The opener from South Australia has been impressive with his consistent performances over the last couple of years. Since 2021, Henry Hunt has scored 1,347 runs as an opener, only behind Bancroft (1,872) in this period in the Sheffield Shield. The right-handed opener also has five hundreds and four fifties in 39 innings.
He is the only uncapped player from this list and since making his debut in 2019, he has been quite impressive. He scored his maiden ton in just his fourth match, and it was a record-breaking one as well, as he put on 293 for the first wicket with Jake Weatherald – the highest opening stand for South Australia in 52 years. He was also named the Sheffield Shield Player of the Year for his impressive performances in 2021-22.
An Australia A debut against England Lions followed, where he scored 33 and 40 as his side won by 112 runs. He was part of the team that toured Sri Lanka in 2022, where he slammed a magnificent ton in Hambantota after getting out on a pair in the previous unofficial Test.
He has been dubbed as a long-term opening prospect for Australia, and the 26-year-old has made all the right noises thus far.
Travis Head and Mitchell Marsh have ruled themselves out of contention to move up the order. However, Steven Smith, who comes in at four, has put his hand up and offered to take up Warner’s spot at the top. That would mean Australia would have to find a suitable middle-order batter, which is going to be tough.
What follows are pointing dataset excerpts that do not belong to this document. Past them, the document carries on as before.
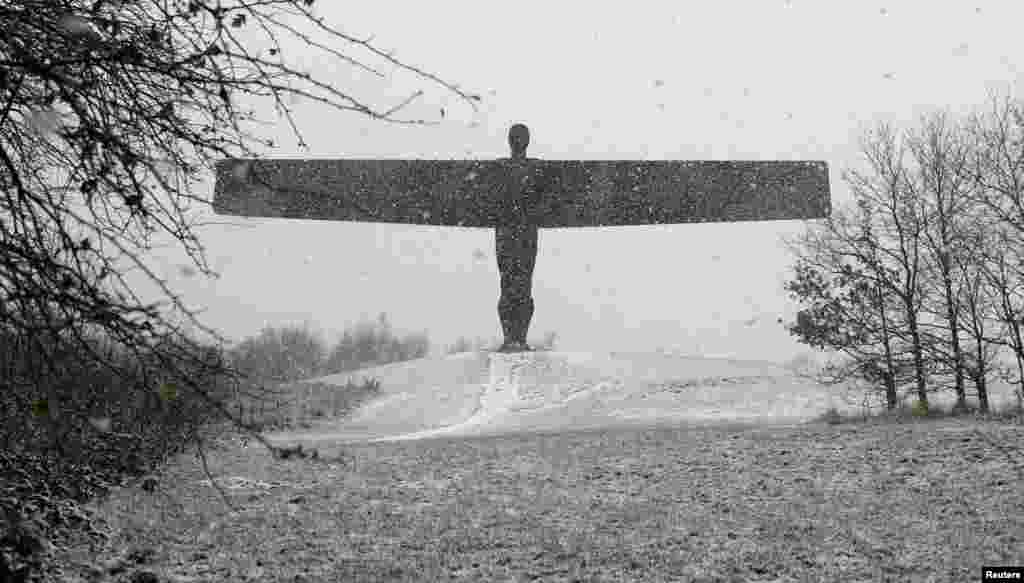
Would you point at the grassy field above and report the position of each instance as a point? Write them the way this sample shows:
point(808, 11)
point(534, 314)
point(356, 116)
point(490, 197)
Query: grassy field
point(899, 500)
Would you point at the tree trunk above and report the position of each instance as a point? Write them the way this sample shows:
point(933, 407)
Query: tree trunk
point(919, 359)
point(890, 376)
point(952, 318)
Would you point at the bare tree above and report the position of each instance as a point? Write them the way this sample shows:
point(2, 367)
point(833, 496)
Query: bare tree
point(897, 224)
point(942, 182)
point(997, 147)
point(109, 113)
point(847, 301)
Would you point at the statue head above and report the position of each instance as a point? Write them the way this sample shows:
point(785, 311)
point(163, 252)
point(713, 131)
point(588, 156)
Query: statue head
point(518, 139)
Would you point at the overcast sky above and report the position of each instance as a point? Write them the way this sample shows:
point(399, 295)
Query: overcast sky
point(725, 80)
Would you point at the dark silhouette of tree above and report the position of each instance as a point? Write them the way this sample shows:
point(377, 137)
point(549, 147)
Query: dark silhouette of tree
point(110, 112)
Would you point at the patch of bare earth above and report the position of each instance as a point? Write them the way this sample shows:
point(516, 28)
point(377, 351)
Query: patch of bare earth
point(913, 501)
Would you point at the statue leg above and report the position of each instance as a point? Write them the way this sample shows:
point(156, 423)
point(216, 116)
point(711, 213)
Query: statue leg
point(524, 289)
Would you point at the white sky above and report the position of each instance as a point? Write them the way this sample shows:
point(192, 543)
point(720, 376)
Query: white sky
point(740, 80)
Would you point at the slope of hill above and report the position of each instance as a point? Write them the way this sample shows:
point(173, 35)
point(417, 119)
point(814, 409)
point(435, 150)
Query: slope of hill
point(483, 392)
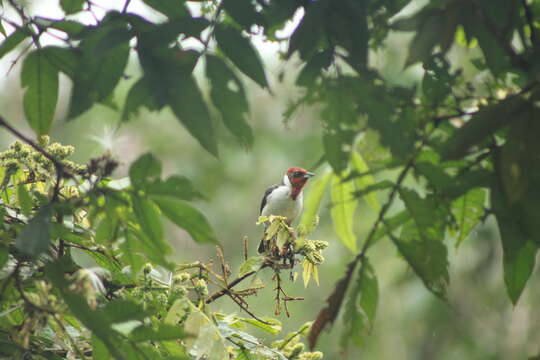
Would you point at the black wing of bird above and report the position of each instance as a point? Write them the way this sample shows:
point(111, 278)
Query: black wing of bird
point(266, 193)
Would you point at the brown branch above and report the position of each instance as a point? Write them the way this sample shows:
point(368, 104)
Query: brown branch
point(329, 313)
point(26, 300)
point(245, 308)
point(232, 284)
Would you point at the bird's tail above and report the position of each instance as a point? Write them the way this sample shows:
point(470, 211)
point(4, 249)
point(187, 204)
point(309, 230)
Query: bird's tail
point(263, 245)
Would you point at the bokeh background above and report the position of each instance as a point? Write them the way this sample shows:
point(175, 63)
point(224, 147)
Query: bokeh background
point(476, 322)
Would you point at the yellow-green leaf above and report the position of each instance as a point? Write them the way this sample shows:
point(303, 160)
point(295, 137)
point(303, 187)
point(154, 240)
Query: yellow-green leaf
point(313, 201)
point(343, 207)
point(362, 182)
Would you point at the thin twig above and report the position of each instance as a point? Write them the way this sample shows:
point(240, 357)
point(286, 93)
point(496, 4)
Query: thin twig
point(530, 21)
point(232, 284)
point(243, 307)
point(126, 4)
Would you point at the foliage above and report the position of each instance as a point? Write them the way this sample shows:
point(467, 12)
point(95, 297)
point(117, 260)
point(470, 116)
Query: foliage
point(134, 301)
point(453, 150)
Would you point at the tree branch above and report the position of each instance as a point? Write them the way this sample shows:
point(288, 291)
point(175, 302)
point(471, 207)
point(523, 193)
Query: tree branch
point(232, 284)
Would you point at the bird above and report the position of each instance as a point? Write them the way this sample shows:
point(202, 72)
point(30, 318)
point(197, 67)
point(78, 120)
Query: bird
point(285, 199)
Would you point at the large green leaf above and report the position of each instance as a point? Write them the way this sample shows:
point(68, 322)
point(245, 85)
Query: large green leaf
point(40, 78)
point(426, 38)
point(342, 211)
point(241, 53)
point(229, 97)
point(14, 39)
point(305, 38)
point(148, 217)
point(468, 211)
point(186, 217)
point(139, 95)
point(365, 181)
point(95, 321)
point(118, 311)
point(154, 250)
point(314, 196)
point(105, 52)
point(162, 333)
point(34, 238)
point(484, 123)
point(170, 8)
point(428, 214)
point(243, 12)
point(66, 60)
point(172, 83)
point(519, 249)
point(361, 306)
point(176, 186)
point(427, 257)
point(145, 170)
point(71, 6)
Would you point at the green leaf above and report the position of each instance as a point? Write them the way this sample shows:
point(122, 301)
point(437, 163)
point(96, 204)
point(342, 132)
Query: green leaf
point(176, 186)
point(170, 8)
point(428, 214)
point(14, 39)
point(163, 332)
point(228, 95)
point(342, 211)
point(25, 200)
point(66, 60)
point(95, 321)
point(138, 96)
point(308, 33)
point(243, 12)
point(254, 263)
point(273, 326)
point(515, 160)
point(468, 211)
point(103, 60)
point(241, 53)
point(427, 257)
point(34, 238)
point(424, 41)
point(172, 84)
point(365, 181)
point(148, 217)
point(484, 123)
point(191, 110)
point(99, 350)
point(154, 250)
point(145, 170)
point(361, 306)
point(519, 251)
point(243, 354)
point(210, 343)
point(4, 256)
point(118, 311)
point(40, 78)
point(314, 67)
point(391, 224)
point(71, 27)
point(313, 200)
point(71, 6)
point(188, 218)
point(382, 185)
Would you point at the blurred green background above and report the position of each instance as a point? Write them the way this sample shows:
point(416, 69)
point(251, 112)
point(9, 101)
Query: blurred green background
point(477, 322)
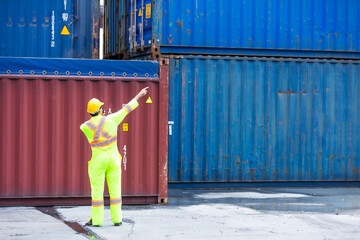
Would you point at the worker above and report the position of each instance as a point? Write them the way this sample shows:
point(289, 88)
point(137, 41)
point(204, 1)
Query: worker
point(101, 133)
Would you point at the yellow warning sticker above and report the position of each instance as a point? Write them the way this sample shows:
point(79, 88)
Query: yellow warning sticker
point(148, 100)
point(148, 10)
point(65, 31)
point(125, 127)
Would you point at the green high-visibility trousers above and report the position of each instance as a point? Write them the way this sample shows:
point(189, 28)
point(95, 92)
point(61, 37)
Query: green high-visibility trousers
point(109, 166)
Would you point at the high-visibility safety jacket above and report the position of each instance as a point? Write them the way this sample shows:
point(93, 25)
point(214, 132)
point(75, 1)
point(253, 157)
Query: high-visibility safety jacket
point(101, 133)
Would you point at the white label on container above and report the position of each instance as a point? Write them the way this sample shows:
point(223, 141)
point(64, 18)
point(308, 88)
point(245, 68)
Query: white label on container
point(65, 16)
point(53, 29)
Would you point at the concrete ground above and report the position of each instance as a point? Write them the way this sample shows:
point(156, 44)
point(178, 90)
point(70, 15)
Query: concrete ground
point(206, 214)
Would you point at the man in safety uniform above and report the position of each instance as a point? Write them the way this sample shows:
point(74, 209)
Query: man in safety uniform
point(101, 133)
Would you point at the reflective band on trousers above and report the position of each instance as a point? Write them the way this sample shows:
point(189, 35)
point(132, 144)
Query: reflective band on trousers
point(115, 201)
point(128, 108)
point(90, 125)
point(101, 124)
point(104, 143)
point(98, 203)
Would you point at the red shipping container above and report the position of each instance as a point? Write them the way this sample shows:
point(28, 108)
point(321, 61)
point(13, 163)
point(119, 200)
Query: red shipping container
point(44, 154)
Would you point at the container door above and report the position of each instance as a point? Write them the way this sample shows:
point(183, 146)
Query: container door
point(140, 29)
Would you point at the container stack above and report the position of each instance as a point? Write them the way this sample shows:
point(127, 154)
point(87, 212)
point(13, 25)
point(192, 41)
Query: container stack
point(259, 91)
point(44, 90)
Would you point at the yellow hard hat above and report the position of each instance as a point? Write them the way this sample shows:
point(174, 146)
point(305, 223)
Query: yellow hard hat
point(94, 105)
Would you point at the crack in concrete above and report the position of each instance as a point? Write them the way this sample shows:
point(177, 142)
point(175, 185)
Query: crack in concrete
point(132, 225)
point(51, 211)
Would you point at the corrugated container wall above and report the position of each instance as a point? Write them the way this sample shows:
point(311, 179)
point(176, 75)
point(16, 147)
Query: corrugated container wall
point(37, 28)
point(263, 119)
point(44, 154)
point(186, 26)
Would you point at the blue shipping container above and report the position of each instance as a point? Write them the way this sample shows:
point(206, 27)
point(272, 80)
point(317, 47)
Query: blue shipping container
point(41, 28)
point(237, 119)
point(186, 26)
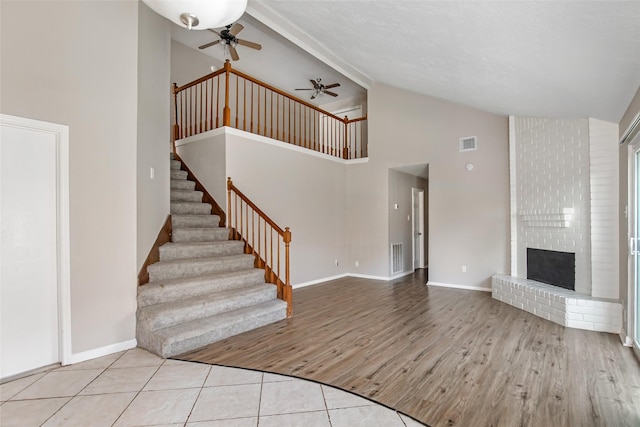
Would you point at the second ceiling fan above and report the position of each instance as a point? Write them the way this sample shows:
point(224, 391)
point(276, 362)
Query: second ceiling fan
point(320, 89)
point(230, 41)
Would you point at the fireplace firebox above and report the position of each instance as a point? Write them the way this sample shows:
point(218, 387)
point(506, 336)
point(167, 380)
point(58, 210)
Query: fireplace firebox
point(552, 267)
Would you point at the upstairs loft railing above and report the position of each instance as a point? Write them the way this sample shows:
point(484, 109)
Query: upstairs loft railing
point(263, 238)
point(228, 97)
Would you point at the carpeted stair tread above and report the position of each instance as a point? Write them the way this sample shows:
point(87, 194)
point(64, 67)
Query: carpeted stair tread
point(182, 184)
point(197, 266)
point(179, 174)
point(198, 333)
point(173, 251)
point(169, 314)
point(186, 196)
point(193, 234)
point(194, 221)
point(190, 208)
point(162, 291)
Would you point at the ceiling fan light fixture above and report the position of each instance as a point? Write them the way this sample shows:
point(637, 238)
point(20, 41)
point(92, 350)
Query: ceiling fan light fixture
point(199, 14)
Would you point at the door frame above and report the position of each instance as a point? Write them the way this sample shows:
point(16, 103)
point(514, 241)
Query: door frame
point(633, 253)
point(417, 223)
point(61, 133)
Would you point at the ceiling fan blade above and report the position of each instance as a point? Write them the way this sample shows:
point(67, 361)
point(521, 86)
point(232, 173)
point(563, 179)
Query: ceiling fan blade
point(206, 45)
point(252, 45)
point(235, 29)
point(234, 53)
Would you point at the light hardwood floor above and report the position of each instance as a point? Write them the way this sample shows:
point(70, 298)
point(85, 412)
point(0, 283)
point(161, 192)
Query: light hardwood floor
point(443, 356)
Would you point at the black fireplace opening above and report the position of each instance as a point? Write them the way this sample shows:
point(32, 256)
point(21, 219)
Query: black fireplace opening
point(552, 267)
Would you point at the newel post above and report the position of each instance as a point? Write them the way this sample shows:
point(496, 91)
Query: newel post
point(226, 112)
point(229, 187)
point(345, 149)
point(287, 291)
point(176, 128)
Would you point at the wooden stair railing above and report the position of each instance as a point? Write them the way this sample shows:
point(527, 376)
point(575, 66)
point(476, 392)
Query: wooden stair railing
point(228, 97)
point(263, 238)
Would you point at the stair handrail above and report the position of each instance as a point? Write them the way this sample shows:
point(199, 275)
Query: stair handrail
point(198, 116)
point(242, 227)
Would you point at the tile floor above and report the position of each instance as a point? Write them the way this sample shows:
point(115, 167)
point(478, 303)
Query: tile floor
point(136, 388)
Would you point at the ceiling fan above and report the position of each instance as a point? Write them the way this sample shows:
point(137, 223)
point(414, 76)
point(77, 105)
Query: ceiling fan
point(230, 41)
point(319, 88)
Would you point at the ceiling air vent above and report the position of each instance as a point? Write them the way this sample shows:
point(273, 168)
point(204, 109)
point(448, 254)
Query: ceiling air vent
point(468, 143)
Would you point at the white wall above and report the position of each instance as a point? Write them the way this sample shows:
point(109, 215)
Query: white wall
point(154, 138)
point(297, 190)
point(468, 211)
point(75, 63)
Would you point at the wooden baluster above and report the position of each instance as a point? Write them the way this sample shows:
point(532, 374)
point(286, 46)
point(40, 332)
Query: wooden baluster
point(345, 149)
point(287, 293)
point(237, 100)
point(176, 126)
point(229, 215)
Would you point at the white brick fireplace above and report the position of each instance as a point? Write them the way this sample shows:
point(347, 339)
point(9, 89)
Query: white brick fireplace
point(564, 198)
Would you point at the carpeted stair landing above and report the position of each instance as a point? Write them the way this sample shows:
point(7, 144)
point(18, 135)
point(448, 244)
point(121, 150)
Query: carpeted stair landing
point(204, 288)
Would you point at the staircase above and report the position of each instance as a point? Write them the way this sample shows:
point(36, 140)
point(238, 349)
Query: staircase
point(204, 288)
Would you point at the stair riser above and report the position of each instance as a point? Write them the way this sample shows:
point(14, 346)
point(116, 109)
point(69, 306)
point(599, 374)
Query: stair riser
point(168, 348)
point(199, 234)
point(194, 221)
point(182, 184)
point(170, 252)
point(179, 174)
point(186, 196)
point(190, 208)
point(199, 310)
point(175, 271)
point(173, 292)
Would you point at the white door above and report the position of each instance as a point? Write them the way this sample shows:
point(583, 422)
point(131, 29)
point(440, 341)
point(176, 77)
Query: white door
point(417, 197)
point(29, 318)
point(635, 255)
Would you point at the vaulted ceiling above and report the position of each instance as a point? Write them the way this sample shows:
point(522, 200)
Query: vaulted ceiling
point(530, 58)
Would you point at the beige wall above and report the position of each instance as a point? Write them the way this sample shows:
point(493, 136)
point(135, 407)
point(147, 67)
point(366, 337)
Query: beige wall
point(632, 110)
point(154, 96)
point(188, 64)
point(296, 190)
point(468, 211)
point(75, 63)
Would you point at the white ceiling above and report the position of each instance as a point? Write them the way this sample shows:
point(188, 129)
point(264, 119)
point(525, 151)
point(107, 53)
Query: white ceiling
point(279, 63)
point(530, 58)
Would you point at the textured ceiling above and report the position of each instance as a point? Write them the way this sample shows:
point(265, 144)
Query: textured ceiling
point(547, 59)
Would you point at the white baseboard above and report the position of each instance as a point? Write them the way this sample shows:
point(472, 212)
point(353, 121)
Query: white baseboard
point(359, 276)
point(318, 281)
point(626, 340)
point(99, 352)
point(465, 287)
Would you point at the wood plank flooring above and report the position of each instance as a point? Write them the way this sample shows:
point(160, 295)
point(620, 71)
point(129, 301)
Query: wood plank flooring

Smith averages 61.50 and 57.18 at No. 4 and five, respectively. But more importantly, Smith has never opened the batting in Test or first-class cricket. Safe to say, it would be far-fetched to see Smith come out to open the batting with Usman Khawaja in 10 days’ time against West Indies.
Former Australia all-rounder Shane Watson has also backed Cameron Green to open the innings. Watson, who found himself opening in Tests after playing most of his career in the middle-order, feels Green has the mentality to open in the longest format. With Marsh having cemented the all-rounder’s role that Green was accustomed to, the only way to get the latter involved is if he bats at the top.
With both head coach Andrew McDonald and skipper Pat Cummins open to having a player without prior experience of opening in first-class cricket, it opens the door for Green’s return.